I completely agree. Actually, it was supposed to last another year. Everything was looking good after Glen Helen. I got ninth the first moto, and in the second moto I got seventeenth – after going down in the first turn. It wasn’t the greatest race, but I definitely put myself out there and did what I could. Earlier in supercross, I had some injuries – I crashed at the test track the week before San Francisco. I collapsed my lung and broke a rib and lay in a hospital bed for five days. I was doing pretty decent in points and couldn’t really stay out, so I came back the following weekend and got ninth. When the series was over, I ended up tenth overall. I definitely had the speed to run up front, but I may have lacked a little bit of knowledge.

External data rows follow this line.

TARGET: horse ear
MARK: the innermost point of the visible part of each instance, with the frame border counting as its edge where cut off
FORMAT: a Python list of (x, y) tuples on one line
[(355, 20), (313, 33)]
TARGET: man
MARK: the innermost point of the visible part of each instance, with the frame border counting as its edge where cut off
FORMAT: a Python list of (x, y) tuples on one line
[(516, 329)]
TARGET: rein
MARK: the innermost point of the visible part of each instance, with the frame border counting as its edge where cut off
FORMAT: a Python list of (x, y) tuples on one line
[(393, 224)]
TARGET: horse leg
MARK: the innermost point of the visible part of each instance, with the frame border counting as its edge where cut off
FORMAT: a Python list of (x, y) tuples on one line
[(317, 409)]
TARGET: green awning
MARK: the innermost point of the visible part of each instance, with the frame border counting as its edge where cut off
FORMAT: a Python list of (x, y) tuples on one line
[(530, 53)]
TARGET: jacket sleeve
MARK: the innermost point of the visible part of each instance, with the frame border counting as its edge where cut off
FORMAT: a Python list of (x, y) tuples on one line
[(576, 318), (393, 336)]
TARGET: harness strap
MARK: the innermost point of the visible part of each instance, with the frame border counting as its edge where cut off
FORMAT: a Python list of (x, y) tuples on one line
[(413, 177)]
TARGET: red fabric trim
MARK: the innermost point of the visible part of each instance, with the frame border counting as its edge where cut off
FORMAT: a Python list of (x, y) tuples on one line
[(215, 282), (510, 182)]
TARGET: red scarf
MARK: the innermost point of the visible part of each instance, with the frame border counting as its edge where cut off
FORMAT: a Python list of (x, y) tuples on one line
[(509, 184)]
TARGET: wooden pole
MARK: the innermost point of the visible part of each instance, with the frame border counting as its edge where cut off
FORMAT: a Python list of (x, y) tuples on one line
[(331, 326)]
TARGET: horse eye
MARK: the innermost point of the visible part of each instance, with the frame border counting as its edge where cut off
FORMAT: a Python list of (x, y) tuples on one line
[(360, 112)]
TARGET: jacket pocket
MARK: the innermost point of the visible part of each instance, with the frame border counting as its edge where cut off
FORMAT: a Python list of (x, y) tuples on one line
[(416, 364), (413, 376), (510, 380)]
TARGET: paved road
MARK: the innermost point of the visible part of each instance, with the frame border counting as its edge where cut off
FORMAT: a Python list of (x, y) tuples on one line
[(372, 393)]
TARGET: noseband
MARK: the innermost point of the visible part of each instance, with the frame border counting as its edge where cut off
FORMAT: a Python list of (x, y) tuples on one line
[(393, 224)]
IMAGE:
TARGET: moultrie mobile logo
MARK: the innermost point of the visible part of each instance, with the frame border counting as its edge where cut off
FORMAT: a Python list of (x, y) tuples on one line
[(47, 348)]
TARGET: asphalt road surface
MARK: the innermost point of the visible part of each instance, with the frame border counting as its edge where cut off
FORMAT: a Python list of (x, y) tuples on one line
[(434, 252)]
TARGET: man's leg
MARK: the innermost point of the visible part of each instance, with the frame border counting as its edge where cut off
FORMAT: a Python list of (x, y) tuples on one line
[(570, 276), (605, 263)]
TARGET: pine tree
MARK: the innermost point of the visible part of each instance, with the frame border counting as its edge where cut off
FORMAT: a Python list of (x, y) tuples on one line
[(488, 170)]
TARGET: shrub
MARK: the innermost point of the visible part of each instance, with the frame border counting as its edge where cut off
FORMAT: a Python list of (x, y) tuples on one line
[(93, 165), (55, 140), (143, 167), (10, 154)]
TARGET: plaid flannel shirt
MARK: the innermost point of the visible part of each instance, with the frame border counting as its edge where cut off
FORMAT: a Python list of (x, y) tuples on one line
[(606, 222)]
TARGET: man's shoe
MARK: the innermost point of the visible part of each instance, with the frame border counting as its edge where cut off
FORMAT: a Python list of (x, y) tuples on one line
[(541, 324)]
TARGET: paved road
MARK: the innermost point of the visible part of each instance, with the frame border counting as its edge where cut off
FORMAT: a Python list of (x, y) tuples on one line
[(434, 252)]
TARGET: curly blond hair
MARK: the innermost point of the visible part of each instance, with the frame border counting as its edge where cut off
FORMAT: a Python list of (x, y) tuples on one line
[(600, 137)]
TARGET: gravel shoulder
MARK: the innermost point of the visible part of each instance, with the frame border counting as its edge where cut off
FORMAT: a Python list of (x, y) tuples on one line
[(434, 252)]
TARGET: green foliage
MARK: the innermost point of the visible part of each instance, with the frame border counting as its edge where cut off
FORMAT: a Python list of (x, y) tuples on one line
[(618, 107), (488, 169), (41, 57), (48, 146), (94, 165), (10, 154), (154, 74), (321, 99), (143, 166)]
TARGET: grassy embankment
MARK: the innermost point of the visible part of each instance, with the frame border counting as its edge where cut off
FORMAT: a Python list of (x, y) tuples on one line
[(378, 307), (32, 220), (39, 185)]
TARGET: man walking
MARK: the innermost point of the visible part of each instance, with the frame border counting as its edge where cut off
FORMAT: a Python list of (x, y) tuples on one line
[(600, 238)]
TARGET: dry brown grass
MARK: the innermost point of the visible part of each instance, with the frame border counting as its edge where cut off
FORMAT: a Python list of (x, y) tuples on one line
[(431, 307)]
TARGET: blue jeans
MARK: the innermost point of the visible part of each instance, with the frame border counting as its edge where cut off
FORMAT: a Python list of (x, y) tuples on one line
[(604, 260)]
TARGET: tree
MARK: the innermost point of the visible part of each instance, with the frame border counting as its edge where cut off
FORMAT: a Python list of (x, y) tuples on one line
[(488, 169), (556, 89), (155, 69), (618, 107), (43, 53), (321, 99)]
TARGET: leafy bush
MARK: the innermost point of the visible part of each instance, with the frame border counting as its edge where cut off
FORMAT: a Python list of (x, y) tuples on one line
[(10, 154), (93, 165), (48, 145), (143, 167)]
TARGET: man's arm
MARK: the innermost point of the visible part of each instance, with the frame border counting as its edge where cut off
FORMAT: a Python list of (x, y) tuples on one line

In the pros, it’s a completely different story. But I learned a lot and that definitely helped me this year. When I was signing with YoT, and Dave was there, everything was going great. The team did a lot for me, and I’m still friends with some of those guys. But things fell through, and I didn’t get offered a ride the following year like I expected. I felt like I needed a year to build, then another year to go out and prove myself. Ididn’t really get that, but the past is the past – no hard feelings. In the long run, it probably worked out better for me. 

This coming year looks to be exciting for you.
I’m really looking forward to do the things that I want to do, like get up on the box and win races. Those are definitely my goals and that’s what I’m looking forward to. This is where I’ve always pictured myself. I feel like if I put everything together and get some starts, that my speed’s there, and that I can run up front with those guys and hopefully take home some wins.